One of our greatest longings as human-beings is to live a life of meaning beyond the seemingly insignificant acts that constitute the day-to-day. Will the sum of our work, our relationships, our choices, be greater than the parts? Artist Rebecca Silberman examines this age-old question while reflecting on our innate desire for life to “ultimately, be, a transcendent journey.” Silberman notes, “We make objects and images or communicate through a personal narrative, but the hope is that there is some larger meaning and force at work. When it comes together, it should be a ‘true’ and poetic account, where the meaning is larger than the accumulated material archive.”

This accumulated material archive that Silberman refers to manifests in her work as written and illustrated journals which are neatly housed in cabinets or upright libraries made by the artist from found materials. In addition to her journal cabinet installations are works on paper representing studies in the form of single pages and folios from the journals.
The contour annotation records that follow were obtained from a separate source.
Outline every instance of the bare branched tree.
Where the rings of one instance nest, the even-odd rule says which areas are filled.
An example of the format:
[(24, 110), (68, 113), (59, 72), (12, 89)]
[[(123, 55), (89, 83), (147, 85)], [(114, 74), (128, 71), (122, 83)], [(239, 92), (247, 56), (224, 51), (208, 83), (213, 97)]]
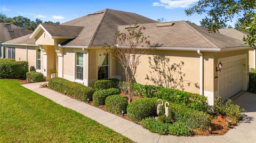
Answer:
[(144, 27), (135, 24), (125, 28), (127, 31), (116, 33), (118, 45), (107, 45), (106, 47), (113, 57), (118, 61), (124, 69), (130, 103), (132, 101), (135, 74), (142, 56), (159, 44), (150, 44), (148, 39), (149, 37), (143, 35), (146, 29)]

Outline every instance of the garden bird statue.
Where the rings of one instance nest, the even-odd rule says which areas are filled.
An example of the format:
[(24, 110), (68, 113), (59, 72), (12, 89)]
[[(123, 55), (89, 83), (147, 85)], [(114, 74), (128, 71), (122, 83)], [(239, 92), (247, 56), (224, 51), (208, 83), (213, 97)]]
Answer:
[[(166, 106), (166, 104), (168, 104), (168, 106)], [(169, 116), (169, 107), (168, 107), (169, 106), (169, 103), (167, 102), (165, 102), (165, 104), (164, 104), (164, 106), (165, 107), (165, 114), (164, 114), (164, 115), (166, 117), (168, 117)]]
[(162, 104), (159, 104), (158, 105), (157, 105), (157, 107), (156, 108), (156, 111), (157, 112), (157, 116), (159, 116), (159, 114), (160, 113), (160, 110), (161, 110), (162, 107), (163, 107), (163, 106), (164, 106), (164, 102), (163, 102), (163, 100), (161, 99), (158, 99), (157, 101), (162, 102)]

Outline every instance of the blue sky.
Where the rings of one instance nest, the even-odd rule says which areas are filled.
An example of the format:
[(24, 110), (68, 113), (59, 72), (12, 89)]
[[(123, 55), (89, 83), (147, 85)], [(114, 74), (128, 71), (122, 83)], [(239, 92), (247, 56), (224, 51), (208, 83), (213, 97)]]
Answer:
[[(205, 15), (186, 16), (184, 10), (198, 0), (0, 0), (0, 12), (8, 16), (22, 15), (34, 20), (61, 23), (105, 9), (138, 13), (167, 21), (190, 20), (197, 24)], [(234, 21), (233, 21), (234, 22)], [(232, 23), (230, 23), (233, 25)]]

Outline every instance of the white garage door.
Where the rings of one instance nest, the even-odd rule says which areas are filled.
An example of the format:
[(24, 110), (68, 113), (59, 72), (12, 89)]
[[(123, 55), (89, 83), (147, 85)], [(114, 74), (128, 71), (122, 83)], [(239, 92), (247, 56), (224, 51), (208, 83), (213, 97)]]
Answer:
[(243, 64), (241, 60), (223, 62), (222, 71), (219, 72), (219, 89), (220, 96), (226, 100), (242, 90)]

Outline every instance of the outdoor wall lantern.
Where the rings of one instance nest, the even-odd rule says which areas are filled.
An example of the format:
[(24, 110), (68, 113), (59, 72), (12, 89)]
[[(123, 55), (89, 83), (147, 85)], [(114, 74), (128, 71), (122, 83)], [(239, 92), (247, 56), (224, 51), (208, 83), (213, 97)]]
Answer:
[(218, 71), (221, 72), (222, 70), (222, 64), (221, 62), (218, 64)]

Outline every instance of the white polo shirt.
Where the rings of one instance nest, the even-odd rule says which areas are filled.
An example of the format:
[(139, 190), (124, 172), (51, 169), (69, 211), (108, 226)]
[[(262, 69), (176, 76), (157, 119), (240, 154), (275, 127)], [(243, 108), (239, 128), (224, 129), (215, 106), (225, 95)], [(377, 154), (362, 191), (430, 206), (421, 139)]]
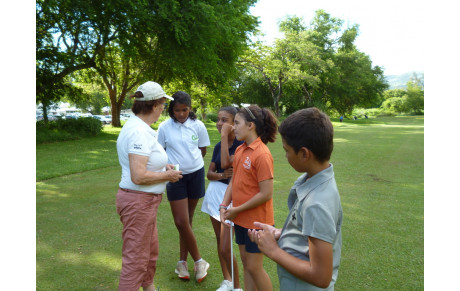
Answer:
[(170, 118), (158, 127), (158, 142), (166, 149), (170, 164), (179, 164), (183, 174), (193, 173), (204, 167), (199, 147), (211, 144), (204, 123), (188, 118), (184, 123)]
[(121, 129), (117, 139), (118, 160), (121, 165), (120, 188), (161, 194), (166, 189), (166, 183), (152, 185), (136, 185), (131, 180), (129, 154), (149, 157), (147, 170), (164, 172), (168, 156), (157, 141), (157, 132), (137, 116), (131, 116)]

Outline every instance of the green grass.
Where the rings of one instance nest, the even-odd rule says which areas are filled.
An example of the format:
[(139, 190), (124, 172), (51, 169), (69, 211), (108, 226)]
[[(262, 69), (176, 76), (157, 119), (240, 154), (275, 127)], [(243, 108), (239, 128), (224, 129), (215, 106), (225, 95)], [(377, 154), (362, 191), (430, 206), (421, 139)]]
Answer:
[[(423, 290), (423, 117), (333, 123), (331, 162), (344, 212), (336, 290)], [(207, 169), (219, 135), (213, 124), (206, 125), (212, 144)], [(121, 175), (118, 132), (105, 127), (99, 137), (37, 145), (37, 290), (117, 289), (122, 243), (115, 207)], [(280, 139), (269, 147), (275, 160), (275, 221), (280, 227), (288, 213), (289, 188), (300, 174), (286, 162)], [(197, 284), (180, 281), (174, 273), (178, 234), (166, 197), (160, 204), (155, 282), (162, 291), (215, 290), (222, 280), (214, 233), (200, 208), (201, 202), (194, 231), (211, 268)], [(189, 258), (191, 271), (192, 266)], [(279, 289), (276, 264), (266, 259), (265, 267), (274, 289)]]

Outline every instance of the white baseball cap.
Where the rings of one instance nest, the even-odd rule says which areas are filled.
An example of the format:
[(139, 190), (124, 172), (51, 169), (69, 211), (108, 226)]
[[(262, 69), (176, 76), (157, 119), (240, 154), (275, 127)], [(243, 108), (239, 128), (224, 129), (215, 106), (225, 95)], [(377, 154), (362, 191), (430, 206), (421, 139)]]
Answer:
[(144, 97), (136, 97), (136, 100), (138, 101), (157, 100), (163, 97), (168, 98), (169, 100), (174, 100), (171, 96), (166, 95), (160, 84), (152, 81), (148, 81), (140, 85), (136, 91), (140, 91), (142, 92), (142, 95), (144, 95)]

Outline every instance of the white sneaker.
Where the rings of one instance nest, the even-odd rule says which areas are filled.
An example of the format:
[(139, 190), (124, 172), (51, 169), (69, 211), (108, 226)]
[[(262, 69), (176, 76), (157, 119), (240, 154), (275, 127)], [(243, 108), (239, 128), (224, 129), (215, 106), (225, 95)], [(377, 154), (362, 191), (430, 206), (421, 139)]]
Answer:
[(206, 275), (208, 275), (209, 264), (205, 260), (195, 263), (195, 279), (198, 283), (201, 283)]
[(224, 280), (224, 281), (222, 281), (222, 283), (220, 283), (220, 287), (216, 291), (231, 291), (231, 290), (233, 290), (232, 289), (232, 282), (230, 282), (228, 280)]
[(177, 266), (174, 272), (179, 276), (179, 278), (190, 280), (190, 273), (188, 272), (187, 262), (177, 262)]

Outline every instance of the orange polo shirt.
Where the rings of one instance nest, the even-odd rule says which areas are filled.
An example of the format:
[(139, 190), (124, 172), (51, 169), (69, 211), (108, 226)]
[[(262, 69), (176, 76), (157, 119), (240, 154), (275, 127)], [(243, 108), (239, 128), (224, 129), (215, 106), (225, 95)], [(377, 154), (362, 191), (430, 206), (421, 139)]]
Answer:
[[(257, 138), (249, 146), (243, 143), (233, 159), (232, 203), (239, 206), (260, 192), (259, 182), (273, 179), (273, 157), (268, 147)], [(273, 199), (239, 213), (233, 222), (244, 228), (254, 228), (254, 221), (275, 224)]]

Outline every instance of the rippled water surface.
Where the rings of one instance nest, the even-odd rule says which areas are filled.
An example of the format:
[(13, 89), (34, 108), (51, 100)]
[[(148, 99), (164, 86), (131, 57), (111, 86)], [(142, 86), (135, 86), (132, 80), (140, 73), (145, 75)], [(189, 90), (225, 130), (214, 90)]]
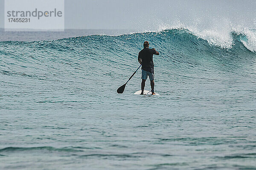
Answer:
[[(0, 169), (256, 169), (246, 35), (231, 48), (184, 29), (0, 42)], [(161, 96), (133, 94), (140, 70), (117, 94), (145, 40)]]

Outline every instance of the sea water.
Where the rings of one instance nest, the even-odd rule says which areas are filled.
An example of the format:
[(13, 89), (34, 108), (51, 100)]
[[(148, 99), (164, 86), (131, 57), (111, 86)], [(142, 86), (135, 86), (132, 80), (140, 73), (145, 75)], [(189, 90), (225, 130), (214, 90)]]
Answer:
[[(256, 169), (255, 34), (2, 37), (0, 169)], [(145, 40), (161, 95), (118, 94)]]

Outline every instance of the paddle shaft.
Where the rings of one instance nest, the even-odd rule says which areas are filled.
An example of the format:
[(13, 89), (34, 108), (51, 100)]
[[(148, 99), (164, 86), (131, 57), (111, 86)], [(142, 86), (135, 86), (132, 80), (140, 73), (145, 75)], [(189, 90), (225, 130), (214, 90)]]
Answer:
[(132, 74), (132, 75), (131, 75), (131, 77), (130, 77), (130, 79), (129, 79), (128, 80), (128, 81), (127, 81), (127, 82), (125, 83), (126, 84), (127, 84), (127, 83), (131, 79), (131, 78), (134, 75), (134, 74), (135, 74), (135, 73), (136, 73), (136, 72), (137, 72), (137, 71), (138, 71), (138, 70), (139, 70), (139, 68), (140, 68), (141, 66), (141, 65), (140, 65), (140, 67), (139, 67), (139, 68), (137, 68), (137, 70), (136, 70), (136, 71), (135, 71), (135, 72), (134, 72), (134, 73), (133, 74)]

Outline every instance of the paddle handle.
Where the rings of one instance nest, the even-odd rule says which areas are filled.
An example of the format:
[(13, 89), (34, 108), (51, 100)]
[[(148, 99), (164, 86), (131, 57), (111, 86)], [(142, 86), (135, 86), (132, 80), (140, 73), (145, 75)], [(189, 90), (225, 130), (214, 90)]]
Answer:
[(128, 81), (127, 81), (127, 82), (125, 83), (125, 84), (127, 84), (127, 83), (131, 79), (131, 78), (134, 75), (134, 74), (135, 74), (135, 73), (136, 73), (136, 72), (137, 72), (137, 71), (138, 71), (138, 70), (139, 70), (139, 68), (140, 68), (141, 66), (141, 65), (140, 65), (140, 67), (139, 67), (139, 68), (137, 68), (137, 70), (136, 70), (136, 71), (133, 74), (132, 74), (132, 75), (131, 75), (131, 76), (130, 77), (130, 79), (129, 79), (128, 80)]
The technique that Silberman uses to create most of her works on paper begins with photographic images that she covers with iridescent paint and other media with the added detail of sewing and in some cases nails suspending string demarcating boundaries. The geneses of Silberman’s somewhat introspective yet provocative works can be found in dream imagery, walks through rural landscapes, myth, Jewish folklore (Golem), the artist’s personal background, and travels abroad.